If I live through this, I will come home. No more silence. No more waiting.
If I don’t—then know this. Every oath I swore, I swore for you. Not for crowns. Not for kings. For you.
Always,
C
He stared at the words for a long time, jaw tight, breath rough through his nose. It wasn’t enough. It could never be enough. But it was all he had.
He sealed the letter with black wax, pressed it into Renn’s hand when the boy slipped into the tent to check on him. “If I don’t return,” Clyde said, his voice steady, “you ride through the night. Deliver this to Valemont yourself.”
Renn nodded, lips pressed tight, eyes glassy in the lamplight.
When he left, Clyde sat in the dim tent with only the ribbon against his heart and the thought of Aerion’s voice in his head.
Sleep never came.
The charge came at dawn.
The ground was still frozen, hard as iron, brittle as glass. Frost glazed the ruts, glimmering faintly as the first pale light bled across the horizon.
Then came the arrows.
Not a volley—a storm. Screaming, shrieking, black shafts fell like the sky itself had shattered into a rain of knives. They punched through helms, split throats, tore through horseflesh. Men raised shields too late. Horses reared and screamed, eyes rolling white, then collapsed in heaps of blood and steam. The ground turned slick red in seconds, the cold mud sucking it in hungrily.
Clyde’s horse was among the first to go down.
The beast screamed, a gurgling, choking cry, as a shaft buried itself deep in its throat.
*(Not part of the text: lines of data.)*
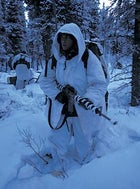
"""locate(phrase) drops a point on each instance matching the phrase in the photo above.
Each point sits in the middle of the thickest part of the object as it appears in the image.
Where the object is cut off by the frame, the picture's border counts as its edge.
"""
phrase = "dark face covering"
(73, 48)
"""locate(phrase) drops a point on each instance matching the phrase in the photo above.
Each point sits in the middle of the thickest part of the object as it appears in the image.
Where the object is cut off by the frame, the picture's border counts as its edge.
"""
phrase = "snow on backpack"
(96, 50)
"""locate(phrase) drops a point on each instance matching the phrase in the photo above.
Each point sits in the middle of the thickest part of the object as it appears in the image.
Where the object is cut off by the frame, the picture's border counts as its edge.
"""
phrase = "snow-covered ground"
(23, 111)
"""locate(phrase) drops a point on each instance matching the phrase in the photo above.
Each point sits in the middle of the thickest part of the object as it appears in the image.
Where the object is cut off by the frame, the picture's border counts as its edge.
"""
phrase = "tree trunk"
(135, 95)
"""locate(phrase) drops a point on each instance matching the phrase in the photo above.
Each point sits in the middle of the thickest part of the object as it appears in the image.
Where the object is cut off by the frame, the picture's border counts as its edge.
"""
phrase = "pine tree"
(135, 97)
(16, 26)
(3, 58)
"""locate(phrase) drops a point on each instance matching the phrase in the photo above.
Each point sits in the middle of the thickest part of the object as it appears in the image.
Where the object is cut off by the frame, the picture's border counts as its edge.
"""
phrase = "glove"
(86, 103)
(61, 97)
(69, 91)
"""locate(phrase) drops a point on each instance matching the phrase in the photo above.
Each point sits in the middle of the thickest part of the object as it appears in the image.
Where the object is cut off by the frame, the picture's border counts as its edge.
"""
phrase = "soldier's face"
(66, 42)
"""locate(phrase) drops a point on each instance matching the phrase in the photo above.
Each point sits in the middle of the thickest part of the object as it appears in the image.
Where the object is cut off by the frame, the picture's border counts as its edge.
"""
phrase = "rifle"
(88, 105)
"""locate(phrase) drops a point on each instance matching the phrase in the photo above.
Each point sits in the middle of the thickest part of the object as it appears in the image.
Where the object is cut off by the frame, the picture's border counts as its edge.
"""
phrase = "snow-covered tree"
(15, 26)
(135, 97)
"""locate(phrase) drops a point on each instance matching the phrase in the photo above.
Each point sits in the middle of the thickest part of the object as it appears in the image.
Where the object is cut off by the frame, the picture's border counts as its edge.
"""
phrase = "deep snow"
(119, 146)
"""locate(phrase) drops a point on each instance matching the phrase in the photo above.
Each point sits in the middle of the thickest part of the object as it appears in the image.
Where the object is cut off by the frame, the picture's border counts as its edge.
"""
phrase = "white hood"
(74, 30)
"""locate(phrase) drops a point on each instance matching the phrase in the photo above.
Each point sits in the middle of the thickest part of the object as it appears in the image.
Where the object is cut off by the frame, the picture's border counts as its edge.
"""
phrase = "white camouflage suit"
(89, 83)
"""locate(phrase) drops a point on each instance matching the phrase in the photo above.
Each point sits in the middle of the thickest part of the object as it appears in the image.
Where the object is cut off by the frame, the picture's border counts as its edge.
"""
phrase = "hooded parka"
(76, 136)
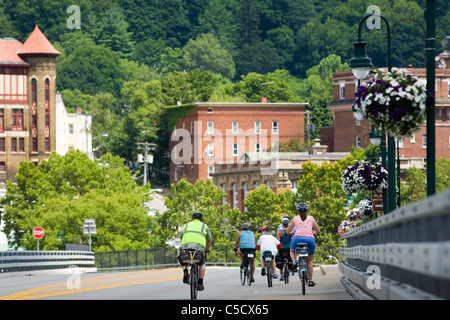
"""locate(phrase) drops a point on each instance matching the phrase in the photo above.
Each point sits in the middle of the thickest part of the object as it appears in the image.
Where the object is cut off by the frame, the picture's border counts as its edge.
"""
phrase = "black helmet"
(302, 206)
(197, 215)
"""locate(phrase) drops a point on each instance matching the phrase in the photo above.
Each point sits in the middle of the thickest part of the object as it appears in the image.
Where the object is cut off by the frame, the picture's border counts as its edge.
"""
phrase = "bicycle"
(301, 250)
(268, 257)
(193, 261)
(246, 271)
(286, 270)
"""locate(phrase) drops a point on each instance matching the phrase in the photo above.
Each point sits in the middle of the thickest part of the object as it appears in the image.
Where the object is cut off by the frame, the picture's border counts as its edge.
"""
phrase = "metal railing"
(402, 255)
(17, 261)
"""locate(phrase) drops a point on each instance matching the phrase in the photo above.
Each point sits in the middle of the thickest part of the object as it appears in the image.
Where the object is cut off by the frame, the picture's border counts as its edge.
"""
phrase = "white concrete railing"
(17, 261)
(402, 255)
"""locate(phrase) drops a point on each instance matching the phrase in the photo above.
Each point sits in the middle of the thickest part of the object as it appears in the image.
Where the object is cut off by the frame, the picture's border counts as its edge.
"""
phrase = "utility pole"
(147, 147)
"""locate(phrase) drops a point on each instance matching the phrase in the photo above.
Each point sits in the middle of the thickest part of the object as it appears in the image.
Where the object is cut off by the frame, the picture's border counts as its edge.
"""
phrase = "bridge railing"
(17, 261)
(402, 255)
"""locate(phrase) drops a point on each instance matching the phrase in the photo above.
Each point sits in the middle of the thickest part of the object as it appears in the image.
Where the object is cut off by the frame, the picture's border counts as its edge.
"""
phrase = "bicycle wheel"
(286, 271)
(250, 272)
(243, 275)
(194, 281)
(303, 282)
(269, 274)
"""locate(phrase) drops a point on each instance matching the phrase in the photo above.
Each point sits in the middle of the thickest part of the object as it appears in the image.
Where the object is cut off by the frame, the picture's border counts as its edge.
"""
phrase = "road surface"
(166, 284)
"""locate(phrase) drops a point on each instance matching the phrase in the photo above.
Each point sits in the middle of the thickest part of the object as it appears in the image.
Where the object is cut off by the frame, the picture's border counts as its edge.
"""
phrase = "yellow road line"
(97, 283)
It thrashed once before its weight collapsed beneath him. Clyde’s world spun—hard ground slamming his back, sky flashing overhead, the blur of men and beasts crashing around him. He rolled just before hooves came down, the thunder of boots trampling past where his skull had been.
He came up on his feet, sword in one hand, shield already raised. A blow struck the wood before he’d even found his footing, the crack of impact vibrating through his bones. Splinters stung his face.
There was no line. No banner. No horn to rally to.
It was mud and steel. Breath and blood. The stinking, choking weight of war at its ugliest.
Clyde killed without counting.
A sword glanced off his pauldron—metal shrieked, his shoulder went numb. He rammed his shield into the man’s face, felt the cartilage crunch, then cut through the neck, hot blood spraying across his own lips. Another came, spearpoint flashing. Clyde twisted, caught it against the rim of his shield, shoved forward, and drove his blade into the man’s gut. The tip burst out his back. The man folded, spilling intestines into the trampled snow.
Clyde ripped free. His boots slipped in mud that wasn’t mud anymore—it was meat and shit and blood, thick as porridge. He didn’t stop. Couldn’t.
The world narrowed to muscle and blade, to surviving the next swing, the next breath.
A hammer caught Renn.
The boy had been just ahead, his helm too large, his shield too small. Brave. Too brave. The hammer came down in a blur, smashing across his jaw. The sound was sickening, a wetcracklike a melon splitting. Blood and teeth sprayed Clyde’s cheek. Renn’s head snapped sideways at an impossible angle, his body twitching once before collapsing.
He didn’t even scream.
Clyde roared.
The sound ripped from his chest, guttural and raw, as he threw himself at the man who had wielded the hammer. His blade sheared through shoulder and chest, cleaving bone. The man gurgled, fell. It didn’t matter. Nothing would bring Renn back.
The hill loomed ahead, crowned in enemy spears. The high ground was everything—lose it, and they’d be buried in the pass. Men clawed toward it, stumbling, dying, their cries swallowed by the tide.
Clyde pressed on.
An arrow slashed his ribs, tearing mail and skin. He staggered but pushed forward, teeth bared against the pain. A spear rammed into his thigh, white fire lancing up his leg. He snarled, ripped it free, blood flooding his boot. He limped, but he did not stop.